The Life Cycle of a Product

The Life Cycle of a Product

by Jennifer Sampson 13.03.2020

The art of making ceramics is really quite incredible. We visit our factories twice a year (after submitting our designs months earlier) we visit in person to see our new samples and make changes or iterations. Inspiration for our designs comes from all areas, like any design based business we interpret global and domestic trends. We then put them through our lens or filter and make them our own.

It might be a wall paper design or a trend happening in the fashion or art world that has never been used on ceramics before. It could be a polka dot or multi coloured stripe that kicks off a whole range!

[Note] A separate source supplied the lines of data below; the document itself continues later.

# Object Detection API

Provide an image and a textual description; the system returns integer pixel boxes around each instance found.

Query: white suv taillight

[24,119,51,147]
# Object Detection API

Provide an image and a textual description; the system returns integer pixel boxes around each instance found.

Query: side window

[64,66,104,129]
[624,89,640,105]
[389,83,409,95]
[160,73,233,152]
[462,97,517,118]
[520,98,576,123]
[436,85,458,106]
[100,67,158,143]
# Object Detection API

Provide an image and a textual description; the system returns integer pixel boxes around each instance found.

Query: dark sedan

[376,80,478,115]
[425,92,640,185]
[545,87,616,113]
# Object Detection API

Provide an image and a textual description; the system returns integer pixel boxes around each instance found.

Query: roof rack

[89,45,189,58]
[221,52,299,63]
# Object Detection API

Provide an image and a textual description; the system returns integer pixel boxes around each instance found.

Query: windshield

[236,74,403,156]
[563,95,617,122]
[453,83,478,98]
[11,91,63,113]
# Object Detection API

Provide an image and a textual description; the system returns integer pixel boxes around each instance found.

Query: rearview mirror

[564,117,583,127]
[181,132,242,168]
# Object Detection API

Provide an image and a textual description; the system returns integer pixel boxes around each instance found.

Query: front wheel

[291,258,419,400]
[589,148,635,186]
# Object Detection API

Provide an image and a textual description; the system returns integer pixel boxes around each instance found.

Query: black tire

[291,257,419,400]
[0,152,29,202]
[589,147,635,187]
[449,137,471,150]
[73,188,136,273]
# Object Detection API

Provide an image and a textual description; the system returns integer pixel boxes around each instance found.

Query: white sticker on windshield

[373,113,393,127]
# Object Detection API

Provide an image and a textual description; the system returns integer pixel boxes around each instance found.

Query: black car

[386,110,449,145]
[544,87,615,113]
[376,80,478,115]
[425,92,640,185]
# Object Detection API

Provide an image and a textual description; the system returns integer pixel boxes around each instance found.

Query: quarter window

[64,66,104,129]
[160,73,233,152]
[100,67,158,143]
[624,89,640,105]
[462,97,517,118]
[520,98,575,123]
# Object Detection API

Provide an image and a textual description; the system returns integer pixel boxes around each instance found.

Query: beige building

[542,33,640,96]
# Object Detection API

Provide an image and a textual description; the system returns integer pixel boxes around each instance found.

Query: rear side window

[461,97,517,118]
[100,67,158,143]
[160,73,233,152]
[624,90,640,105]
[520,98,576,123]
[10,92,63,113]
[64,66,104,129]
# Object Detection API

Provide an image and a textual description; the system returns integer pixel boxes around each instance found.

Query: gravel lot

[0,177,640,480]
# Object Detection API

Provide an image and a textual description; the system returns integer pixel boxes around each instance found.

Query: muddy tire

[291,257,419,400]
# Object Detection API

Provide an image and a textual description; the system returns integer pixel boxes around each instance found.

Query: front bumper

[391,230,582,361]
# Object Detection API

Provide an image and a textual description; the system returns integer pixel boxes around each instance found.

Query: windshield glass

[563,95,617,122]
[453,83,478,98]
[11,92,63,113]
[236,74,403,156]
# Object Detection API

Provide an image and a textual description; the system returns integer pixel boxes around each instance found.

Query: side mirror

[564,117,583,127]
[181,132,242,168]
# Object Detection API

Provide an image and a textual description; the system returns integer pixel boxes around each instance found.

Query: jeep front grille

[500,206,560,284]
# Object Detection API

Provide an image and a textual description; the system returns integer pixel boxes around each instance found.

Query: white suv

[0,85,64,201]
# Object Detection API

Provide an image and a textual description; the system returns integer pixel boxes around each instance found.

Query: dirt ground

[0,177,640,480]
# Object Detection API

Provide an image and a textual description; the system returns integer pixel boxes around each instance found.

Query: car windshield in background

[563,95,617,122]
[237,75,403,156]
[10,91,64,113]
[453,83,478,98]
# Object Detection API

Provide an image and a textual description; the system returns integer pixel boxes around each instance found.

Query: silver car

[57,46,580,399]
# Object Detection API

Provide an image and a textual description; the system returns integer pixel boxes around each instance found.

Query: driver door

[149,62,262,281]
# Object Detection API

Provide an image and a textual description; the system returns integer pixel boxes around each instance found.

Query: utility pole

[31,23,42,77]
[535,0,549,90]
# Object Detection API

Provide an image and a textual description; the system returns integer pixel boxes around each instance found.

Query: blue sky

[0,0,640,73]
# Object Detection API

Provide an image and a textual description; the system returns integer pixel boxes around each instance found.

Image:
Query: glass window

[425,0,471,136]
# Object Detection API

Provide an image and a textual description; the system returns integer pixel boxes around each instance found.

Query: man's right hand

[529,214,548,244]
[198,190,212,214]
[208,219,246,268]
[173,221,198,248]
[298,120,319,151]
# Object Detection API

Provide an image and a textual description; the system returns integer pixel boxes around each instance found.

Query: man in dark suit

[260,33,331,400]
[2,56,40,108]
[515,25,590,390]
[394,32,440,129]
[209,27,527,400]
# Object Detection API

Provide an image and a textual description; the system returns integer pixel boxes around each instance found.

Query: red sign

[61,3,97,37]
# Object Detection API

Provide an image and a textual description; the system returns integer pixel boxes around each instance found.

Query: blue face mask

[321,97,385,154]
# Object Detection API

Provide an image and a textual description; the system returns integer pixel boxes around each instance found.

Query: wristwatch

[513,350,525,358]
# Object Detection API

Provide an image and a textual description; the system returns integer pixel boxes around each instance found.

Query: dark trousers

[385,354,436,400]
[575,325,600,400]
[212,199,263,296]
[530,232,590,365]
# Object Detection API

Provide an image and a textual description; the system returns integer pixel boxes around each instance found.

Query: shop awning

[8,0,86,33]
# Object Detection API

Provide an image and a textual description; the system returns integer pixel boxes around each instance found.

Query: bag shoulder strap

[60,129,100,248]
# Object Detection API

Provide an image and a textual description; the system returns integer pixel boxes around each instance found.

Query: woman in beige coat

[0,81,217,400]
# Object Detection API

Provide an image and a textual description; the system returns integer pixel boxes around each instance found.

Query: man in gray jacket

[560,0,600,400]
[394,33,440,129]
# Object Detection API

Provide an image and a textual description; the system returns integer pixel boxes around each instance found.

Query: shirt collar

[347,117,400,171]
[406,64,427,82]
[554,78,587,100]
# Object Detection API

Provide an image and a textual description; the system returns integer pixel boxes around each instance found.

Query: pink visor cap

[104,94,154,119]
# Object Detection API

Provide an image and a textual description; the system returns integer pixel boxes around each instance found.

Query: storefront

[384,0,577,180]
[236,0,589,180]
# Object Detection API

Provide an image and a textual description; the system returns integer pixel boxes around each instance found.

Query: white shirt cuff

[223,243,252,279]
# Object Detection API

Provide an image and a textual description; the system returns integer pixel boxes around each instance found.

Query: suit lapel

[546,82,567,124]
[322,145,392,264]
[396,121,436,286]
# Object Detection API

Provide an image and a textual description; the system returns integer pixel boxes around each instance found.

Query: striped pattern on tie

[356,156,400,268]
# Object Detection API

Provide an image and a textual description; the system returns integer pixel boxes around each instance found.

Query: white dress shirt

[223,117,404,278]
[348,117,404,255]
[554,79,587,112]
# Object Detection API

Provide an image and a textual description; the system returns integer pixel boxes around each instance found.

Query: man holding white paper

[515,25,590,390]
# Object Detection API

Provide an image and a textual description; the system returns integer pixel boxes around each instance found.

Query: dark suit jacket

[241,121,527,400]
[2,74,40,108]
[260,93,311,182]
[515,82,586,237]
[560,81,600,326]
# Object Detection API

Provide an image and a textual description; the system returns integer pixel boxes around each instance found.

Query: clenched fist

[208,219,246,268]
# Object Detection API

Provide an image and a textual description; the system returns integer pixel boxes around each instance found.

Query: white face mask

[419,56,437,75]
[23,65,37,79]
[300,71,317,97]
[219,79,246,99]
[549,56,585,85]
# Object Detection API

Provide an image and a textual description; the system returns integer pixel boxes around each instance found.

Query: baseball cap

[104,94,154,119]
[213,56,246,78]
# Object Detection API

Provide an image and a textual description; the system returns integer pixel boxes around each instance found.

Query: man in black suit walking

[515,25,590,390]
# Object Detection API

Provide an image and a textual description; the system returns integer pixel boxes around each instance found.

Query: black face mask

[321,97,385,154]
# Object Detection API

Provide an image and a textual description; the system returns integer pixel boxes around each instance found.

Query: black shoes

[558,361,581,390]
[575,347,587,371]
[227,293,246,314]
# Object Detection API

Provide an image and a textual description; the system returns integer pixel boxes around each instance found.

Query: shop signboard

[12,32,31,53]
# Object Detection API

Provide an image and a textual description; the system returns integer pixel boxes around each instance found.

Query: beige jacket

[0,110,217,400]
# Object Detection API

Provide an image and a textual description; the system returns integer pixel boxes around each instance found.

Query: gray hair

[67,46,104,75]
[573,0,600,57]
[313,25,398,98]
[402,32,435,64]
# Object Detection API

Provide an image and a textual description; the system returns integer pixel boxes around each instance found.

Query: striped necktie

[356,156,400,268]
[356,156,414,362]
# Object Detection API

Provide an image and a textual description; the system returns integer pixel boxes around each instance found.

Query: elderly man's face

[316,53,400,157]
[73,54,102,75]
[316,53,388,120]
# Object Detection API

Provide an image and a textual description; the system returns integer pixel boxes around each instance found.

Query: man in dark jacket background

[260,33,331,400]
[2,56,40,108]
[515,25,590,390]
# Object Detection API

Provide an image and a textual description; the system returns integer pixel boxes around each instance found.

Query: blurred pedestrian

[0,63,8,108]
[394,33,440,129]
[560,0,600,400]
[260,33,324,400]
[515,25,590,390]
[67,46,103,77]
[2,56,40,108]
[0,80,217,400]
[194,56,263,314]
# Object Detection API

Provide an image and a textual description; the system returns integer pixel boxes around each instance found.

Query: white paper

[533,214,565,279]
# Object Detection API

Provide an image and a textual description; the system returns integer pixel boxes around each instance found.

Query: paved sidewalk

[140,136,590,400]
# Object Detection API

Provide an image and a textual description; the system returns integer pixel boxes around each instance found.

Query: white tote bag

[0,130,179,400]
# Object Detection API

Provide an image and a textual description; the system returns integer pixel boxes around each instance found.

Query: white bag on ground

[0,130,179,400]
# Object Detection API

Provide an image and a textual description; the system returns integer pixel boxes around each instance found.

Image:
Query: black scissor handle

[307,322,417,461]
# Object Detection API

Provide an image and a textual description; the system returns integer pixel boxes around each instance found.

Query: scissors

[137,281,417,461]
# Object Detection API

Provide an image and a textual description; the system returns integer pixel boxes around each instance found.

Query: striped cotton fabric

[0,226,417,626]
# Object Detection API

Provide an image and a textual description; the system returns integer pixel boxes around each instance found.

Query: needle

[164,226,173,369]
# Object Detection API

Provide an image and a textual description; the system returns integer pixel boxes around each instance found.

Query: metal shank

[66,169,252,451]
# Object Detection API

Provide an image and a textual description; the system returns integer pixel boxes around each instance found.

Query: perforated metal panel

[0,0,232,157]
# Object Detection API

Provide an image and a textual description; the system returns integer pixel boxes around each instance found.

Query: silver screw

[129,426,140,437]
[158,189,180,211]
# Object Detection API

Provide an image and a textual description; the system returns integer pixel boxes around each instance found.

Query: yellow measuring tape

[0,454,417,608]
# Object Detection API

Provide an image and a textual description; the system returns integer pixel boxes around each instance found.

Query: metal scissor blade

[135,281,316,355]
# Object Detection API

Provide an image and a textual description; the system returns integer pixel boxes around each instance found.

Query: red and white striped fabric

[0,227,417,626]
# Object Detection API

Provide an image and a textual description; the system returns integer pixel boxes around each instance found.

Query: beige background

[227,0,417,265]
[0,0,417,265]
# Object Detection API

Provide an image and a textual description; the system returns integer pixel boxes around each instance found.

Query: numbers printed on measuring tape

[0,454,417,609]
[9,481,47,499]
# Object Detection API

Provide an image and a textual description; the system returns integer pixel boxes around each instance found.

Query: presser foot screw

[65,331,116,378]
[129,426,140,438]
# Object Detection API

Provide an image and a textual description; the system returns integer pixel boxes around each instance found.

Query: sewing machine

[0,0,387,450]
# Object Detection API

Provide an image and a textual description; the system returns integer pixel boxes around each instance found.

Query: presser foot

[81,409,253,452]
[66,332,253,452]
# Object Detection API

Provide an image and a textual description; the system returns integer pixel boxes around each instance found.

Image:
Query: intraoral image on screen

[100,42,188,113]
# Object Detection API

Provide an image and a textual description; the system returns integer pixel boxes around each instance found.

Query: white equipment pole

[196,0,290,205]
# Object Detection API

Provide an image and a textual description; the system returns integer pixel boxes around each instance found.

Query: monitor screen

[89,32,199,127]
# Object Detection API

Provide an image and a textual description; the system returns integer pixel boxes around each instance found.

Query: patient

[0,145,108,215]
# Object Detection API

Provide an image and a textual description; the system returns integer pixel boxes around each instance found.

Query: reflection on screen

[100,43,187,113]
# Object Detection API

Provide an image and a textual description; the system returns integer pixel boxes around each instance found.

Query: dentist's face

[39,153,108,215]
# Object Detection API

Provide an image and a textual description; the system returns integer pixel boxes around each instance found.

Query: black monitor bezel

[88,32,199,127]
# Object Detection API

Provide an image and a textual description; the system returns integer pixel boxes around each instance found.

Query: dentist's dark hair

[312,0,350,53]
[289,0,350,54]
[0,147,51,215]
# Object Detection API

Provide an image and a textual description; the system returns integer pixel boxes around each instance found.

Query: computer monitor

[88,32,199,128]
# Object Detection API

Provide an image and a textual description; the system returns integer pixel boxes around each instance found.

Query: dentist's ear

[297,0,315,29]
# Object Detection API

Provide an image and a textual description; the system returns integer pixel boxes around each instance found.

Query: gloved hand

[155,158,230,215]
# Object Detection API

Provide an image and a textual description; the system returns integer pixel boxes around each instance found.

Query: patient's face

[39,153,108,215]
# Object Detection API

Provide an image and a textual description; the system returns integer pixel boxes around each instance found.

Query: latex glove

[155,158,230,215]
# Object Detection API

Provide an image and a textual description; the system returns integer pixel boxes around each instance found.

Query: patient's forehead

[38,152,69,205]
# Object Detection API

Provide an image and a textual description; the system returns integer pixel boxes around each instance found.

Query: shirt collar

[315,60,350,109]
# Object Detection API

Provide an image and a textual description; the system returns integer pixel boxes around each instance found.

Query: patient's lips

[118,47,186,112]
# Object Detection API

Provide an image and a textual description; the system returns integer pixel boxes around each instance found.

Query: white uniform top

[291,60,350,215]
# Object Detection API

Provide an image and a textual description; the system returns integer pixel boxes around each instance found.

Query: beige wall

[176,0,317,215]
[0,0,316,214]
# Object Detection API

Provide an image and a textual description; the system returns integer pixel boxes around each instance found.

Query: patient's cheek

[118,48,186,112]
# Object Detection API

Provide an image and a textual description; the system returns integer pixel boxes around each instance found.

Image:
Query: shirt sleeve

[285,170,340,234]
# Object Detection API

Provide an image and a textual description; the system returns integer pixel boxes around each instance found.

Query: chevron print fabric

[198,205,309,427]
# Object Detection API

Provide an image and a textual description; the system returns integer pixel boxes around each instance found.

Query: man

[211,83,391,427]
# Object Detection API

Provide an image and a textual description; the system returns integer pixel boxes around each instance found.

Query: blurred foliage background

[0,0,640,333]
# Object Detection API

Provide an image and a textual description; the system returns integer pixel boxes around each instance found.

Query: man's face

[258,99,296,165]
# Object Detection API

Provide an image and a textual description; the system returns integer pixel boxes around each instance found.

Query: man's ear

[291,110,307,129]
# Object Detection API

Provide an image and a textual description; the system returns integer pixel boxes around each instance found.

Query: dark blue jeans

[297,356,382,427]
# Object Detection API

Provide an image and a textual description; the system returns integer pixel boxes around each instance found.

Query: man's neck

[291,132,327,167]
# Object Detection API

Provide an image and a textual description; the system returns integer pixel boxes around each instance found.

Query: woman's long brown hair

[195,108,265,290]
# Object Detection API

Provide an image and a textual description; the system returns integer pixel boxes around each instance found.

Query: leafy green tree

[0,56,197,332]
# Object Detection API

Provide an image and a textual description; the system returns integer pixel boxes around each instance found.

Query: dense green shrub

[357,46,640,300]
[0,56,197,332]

We wanted to show you the evolution of a product, from our recent September 2019 trip to our factories where we were lucky enough to see our next delivery during production at one of our makers. Talk about inspiring, to see designs that have come out of your head and now in the hands of artists. That's only half the story though, the real life cycle of a product is complete only once it's enjoyed in the home of the new owner. 

Here is the journey of our Hellenic Bowl;

Firstly, JJ and myself explored the trend of Greece. We were seeing gorgeous snaps of the Greek Islands, white stucco and blue skies popping up everywhere. We started a Pinterest board on all things Greece. Here is a slice of it;

We then looked at traditional shapes of the era, handled vessels were the signature shape and what is more Greek than a Greek Key pattern!

We wanted to make this range a modern take on Greece vessels so we gave our makers the shape, Greek Key pattern and specified a distressed hand painted finish on a slightly wonky shape so it felt like Jones & Co. 

We submitted this range in December 2018 to our makers, we then are sent images in March 2019 the following year of the finished sample.

We usually give feedback on size, shape and finish during that interim time and then more comments and tweaks are done when we visit in person in April 2019.  

Once the sample is approved, they are sent to Australia! Then we photograph and style the sample, including it in our catalogue to our retailers and then the Hellenic Bowl finally goes into production! Here are some of the processes;

After the clay is worked, it is given to the thrower who then makes the shape of the pot. He uses the wires as a guide to the shape so each one is the same. This is then left to dry on racks before being fired in a wood kiln for 12 hours, seen below. 

After firing, the item is glazed, some items have multiple glazes. The Hellenic Bowl has one glaze coat of white and the hand painting of the stripes, Greek Key and dots goes over the white. You can see that happening below.

This is Jerry, showing us the under glaze and how different the colour is to the finished version (he puts up with our craziness and annoying requests with aplomb, he has worked at this maker for 26 years!)

Then the pieces are loaded into the gas kiln for firing. This takes around four hours, the kiln in the shot below is only a little one for sampling, the normal kiln is a little bigger.

After this firing the items are checked over and any touch ups that need to be done where the position in the kiln has affected the colouring can be corrected slightly. A top coat is also applied to protect the surface. 

Then after this process the bowls go through quality control and if they are a vase or planter, water testing. If they have handles, strength testing. Then it's onto packaging into cardboard boxes and are loaded for voyage to Australia. 

Here we are modelling with our creations in the factory with the kilns in the background. 

From there the bowls are dispersed to our retailers around Australia and New Zealand, our own online store and shop in Bondi Beach to then be enjoyed by the new owner. So from our minds in December 2018 to the virtual and physical store shelves in November 2019. That's why these pieces really are works of art.

*Note we asked the workers to remove their masks and protective gear for the photos, nothing is more charming than a smiling Filipino!